2. The method of claim 1 further comprising: causing said at least
one wait instruction to skip a number of stages, within said
pipeline, equal to a number of wait cycles executed thereby.
3. The method of claim 1 further comprising: adjusting an order of
transfer of at least a given one of said at least one wait
instruction from said branch line to said main line based on a
characteristic of said at least one given wait instruction.
4. A method, comprising: providing a processor instruction pipeline
having a main line and a branch line, said main line having initial
and advanced portions; disposing a plurality of instructions within
said pipeline; advancing said instructions from a first portion of
said main line to said branch line and then to said second portion
of said main line; executing at least one wait cycle by a wait
instruction, of said instructions, in said pipeline; and advancing
given ones of said instructions, that are initially located
subsequent to said wait instruction in said pipeline, through said
pipeline during execution of said at least one wait cycle.
5. The method of claim 4 further comprising: moving said wait
instruction ahead of said given instructions within said pipeline,
after said advancement of said given instructions, thereby
restoring an initial order of said instructions.
6. The method of claim 5 wherein said moving ahead said at least
one wait instruction comprises: transferring said wait instruction
from said branch line to a more advanced stage in said main line
advanced portion than any of said given instructions.
7. The method of claim 6 wherein said transferring step comprises:
selecting a path for transferring said wait instruction from said
branch line to said more advanced stage in said main line advanced
portion.
8. The method of claim 7 wherein said selecting said path
comprises: selecting a destination stage for said wait-instruction
transfer by skipping a number of stages in said main line advanced
portion equal to a number of wait cycles executed by said wait
instruction.
9. The method of claim 4 wherein said executing step comprises
executing said at least one wait cycle in said branch line.

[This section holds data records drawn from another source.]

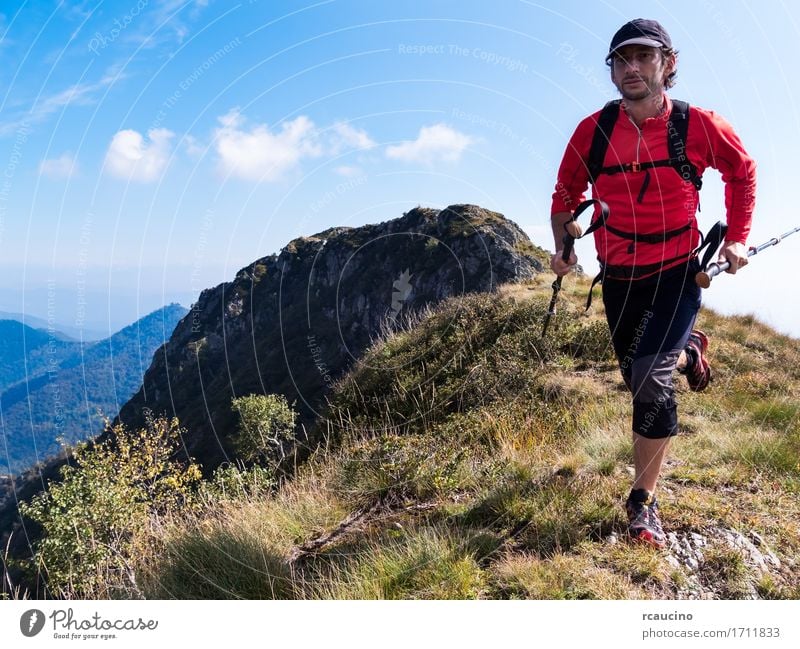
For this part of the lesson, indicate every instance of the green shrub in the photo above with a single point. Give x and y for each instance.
(92, 517)
(266, 424)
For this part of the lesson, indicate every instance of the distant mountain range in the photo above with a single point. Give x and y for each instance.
(61, 329)
(55, 388)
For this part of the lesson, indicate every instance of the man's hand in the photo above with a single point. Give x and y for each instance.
(559, 266)
(734, 253)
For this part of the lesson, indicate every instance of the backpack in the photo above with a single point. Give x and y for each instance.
(677, 130)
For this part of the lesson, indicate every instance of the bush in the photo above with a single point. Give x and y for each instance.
(92, 517)
(266, 425)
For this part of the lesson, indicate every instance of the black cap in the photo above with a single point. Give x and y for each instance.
(639, 32)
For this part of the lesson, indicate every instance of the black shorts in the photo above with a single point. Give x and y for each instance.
(650, 321)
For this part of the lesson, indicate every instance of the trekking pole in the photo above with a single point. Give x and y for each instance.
(703, 278)
(569, 243)
(572, 231)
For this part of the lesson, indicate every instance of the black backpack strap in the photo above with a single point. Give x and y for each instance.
(712, 241)
(602, 136)
(677, 134)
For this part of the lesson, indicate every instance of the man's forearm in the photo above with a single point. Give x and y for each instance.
(557, 221)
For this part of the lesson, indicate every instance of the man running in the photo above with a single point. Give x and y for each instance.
(645, 155)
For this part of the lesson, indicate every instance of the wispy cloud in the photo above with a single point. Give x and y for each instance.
(63, 166)
(78, 94)
(344, 136)
(130, 157)
(348, 171)
(438, 142)
(259, 153)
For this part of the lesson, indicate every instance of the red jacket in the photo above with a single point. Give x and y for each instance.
(669, 202)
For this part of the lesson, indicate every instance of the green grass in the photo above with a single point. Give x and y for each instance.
(494, 464)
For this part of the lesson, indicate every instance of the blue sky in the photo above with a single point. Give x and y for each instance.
(151, 148)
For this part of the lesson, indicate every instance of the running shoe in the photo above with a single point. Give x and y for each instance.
(697, 371)
(644, 523)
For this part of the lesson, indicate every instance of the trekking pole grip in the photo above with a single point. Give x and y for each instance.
(704, 277)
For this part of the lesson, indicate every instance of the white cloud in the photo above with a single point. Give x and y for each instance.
(434, 143)
(261, 154)
(130, 157)
(61, 167)
(348, 172)
(344, 136)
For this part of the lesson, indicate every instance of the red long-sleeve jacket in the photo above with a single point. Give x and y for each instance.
(669, 201)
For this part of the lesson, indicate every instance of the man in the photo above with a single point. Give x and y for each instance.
(644, 155)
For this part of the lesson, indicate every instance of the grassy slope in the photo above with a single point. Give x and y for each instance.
(471, 459)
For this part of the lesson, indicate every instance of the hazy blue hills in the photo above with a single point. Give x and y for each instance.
(25, 351)
(54, 389)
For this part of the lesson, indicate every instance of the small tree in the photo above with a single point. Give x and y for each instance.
(92, 517)
(266, 423)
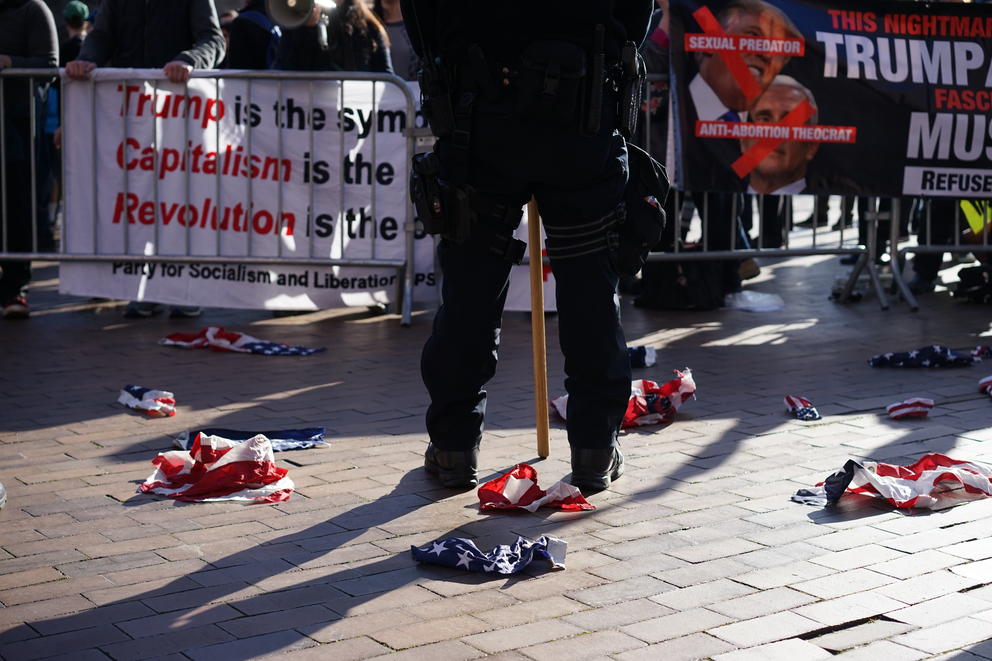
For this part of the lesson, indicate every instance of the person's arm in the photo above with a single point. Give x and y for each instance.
(42, 43)
(208, 47)
(420, 21)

10. The method of claim 9 wherein said advancing said given
instructions comprises advancing said given instructions within
their respective branch line segments during execution of said at
least one wait cycle.
11. The method of claim 9 wherein a sum of a number of cycles
executed by said at least one wait cycle and a number of stages in
a segment of said branch line said at least one wait cycle is
executed in is less than or equal to a number of stages in a
longest segment of said branch line.
12. The method of claim 9 further comprising: not dispatching an
instruction, immediately following said wait instruction in said
main line initial portion, to a same branch line segment as said
wait instruction.
13. The method of claim 9 further comprising: causing said wait
instruction to skip a number of stages, in its advancement through
said pipeline, equal to a number of wait cycles executed by said
wait instruction.
14. The method of claim 13 wherein said skipping of stages is
effected by a selector.
15. The method of claim 9 further comprising: performing said
advancing step only if instructions disposed within said branch
line do not depend on data from instructions disposed outside said
branch line.
16. The method of claim 4 wherein said executing step comprises
executing said at least one wait cycle in said main line.
17. The method of claim 16 wherein said step of advancing said
given instructions comprises advancing said given instructions
along a second segment of said main line initial portion.

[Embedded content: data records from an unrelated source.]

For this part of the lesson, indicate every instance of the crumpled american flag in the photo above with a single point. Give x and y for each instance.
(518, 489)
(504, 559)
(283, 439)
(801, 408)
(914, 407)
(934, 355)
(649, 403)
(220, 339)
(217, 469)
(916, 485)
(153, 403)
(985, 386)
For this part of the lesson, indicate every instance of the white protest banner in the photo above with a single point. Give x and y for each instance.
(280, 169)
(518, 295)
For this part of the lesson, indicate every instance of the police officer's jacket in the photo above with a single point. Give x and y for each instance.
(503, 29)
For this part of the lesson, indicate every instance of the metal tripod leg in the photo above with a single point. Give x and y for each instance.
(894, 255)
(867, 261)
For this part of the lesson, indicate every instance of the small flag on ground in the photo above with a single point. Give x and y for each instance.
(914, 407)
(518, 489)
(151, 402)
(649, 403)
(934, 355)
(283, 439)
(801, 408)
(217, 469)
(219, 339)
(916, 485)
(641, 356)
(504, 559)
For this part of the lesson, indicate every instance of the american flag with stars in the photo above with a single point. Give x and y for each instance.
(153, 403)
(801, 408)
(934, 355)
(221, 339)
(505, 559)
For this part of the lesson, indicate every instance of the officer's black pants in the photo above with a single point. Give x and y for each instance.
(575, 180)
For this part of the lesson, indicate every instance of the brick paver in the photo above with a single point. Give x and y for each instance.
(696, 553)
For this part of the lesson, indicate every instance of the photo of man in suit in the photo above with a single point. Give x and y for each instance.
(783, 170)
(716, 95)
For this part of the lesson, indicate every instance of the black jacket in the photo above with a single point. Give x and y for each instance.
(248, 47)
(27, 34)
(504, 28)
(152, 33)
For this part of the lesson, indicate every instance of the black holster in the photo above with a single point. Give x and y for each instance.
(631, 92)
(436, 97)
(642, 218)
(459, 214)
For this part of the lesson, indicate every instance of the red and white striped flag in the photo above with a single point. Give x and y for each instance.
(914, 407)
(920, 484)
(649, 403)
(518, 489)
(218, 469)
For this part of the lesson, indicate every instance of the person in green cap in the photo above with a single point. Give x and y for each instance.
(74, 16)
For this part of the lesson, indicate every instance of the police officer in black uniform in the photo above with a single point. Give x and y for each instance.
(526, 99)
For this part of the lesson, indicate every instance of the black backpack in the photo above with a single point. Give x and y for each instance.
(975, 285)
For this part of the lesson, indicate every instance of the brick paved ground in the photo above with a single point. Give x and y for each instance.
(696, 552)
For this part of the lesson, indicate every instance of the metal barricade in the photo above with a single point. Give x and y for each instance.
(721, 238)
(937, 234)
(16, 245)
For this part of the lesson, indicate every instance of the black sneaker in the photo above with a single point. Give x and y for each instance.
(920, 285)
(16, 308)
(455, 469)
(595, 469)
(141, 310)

18. The method of claim 16 wherein a sum of a number of wait cycles
executed by said wait instruction and a number of stages in a
segment of said branch line that said wait instruction is
dispatched to after executing said wait cycles is less than or
equal to a number of stages in a longest segment of said branch
line.
19. The method of claim 16 further comprising: not dispatching an
instruction immediately succeeding said wait instruction to a same
segment of said branch line as said wait instruction.
20. The method of claim 16 further comprising: providing a second
segment for said initial portion of said main line extending from a
stage at which said wait instruction is located to a last stage of
said main line initial portion.
21. The method of claim 20 wherein each instruction located in said
second segment is independent of each other instruction in said
second segment.
22. The method of claim 16 further comprising: associating, with
said wait instruction, data indicative of a number of delay cycles
executed thereby.
23. The method of claim 16 wherein instructions in said branch line
are independent of instructions outside said branch line.

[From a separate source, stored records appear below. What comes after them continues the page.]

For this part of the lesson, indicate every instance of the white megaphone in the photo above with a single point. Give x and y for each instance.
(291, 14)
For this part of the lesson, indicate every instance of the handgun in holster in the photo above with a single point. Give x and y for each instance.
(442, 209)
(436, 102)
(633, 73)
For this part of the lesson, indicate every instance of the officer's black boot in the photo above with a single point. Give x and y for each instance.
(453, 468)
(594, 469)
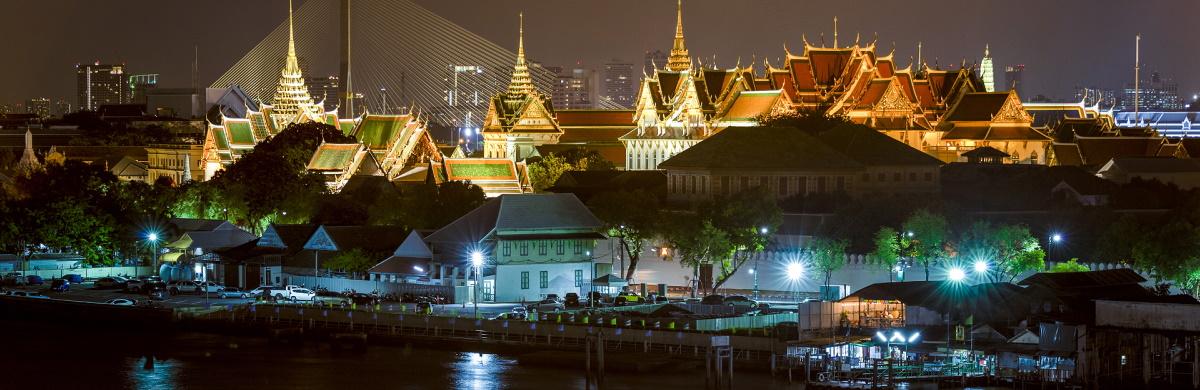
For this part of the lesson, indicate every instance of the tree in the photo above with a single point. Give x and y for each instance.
(928, 237)
(828, 256)
(1069, 267)
(544, 173)
(629, 216)
(354, 261)
(887, 249)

24. A processor instruction pipeline, comprising: a main line
having an initial portion and an advanced portion, each said
portion including a plurality of stages; a branch line disposed
between said initial portion and said advanced portion and
operative to receive instructions dispatched from said initial
portion of said main line, said branch line including a plurality
of stages; a plurality of transfer paths operative to transfer
instructions from said branch line to said advanced portion of said
main line; and a selector operative to select a first path for
non-wait instructions and at least one other path for at least one
wait instruction;
25. The processor instruction pipeline of claim 24 wherein said at
least one other path is operative to cause said at least one wait
instruction to skip a number of stages, upon being transferred to
said main line advanced portion, that is equal to a number of wait
cycles executed by said at least one wait instruction while within
said processor instruction pipeline.
26. The processor instruction pipeline of claim 24 wherein said at
least one wait instruction is operative to execute wait cycles
within said branch line.
27. The processor instruction pipeline of claim 24 wherein said at
least one wait instruction is operative to execute at least one
wait cycle within said main line initial portion.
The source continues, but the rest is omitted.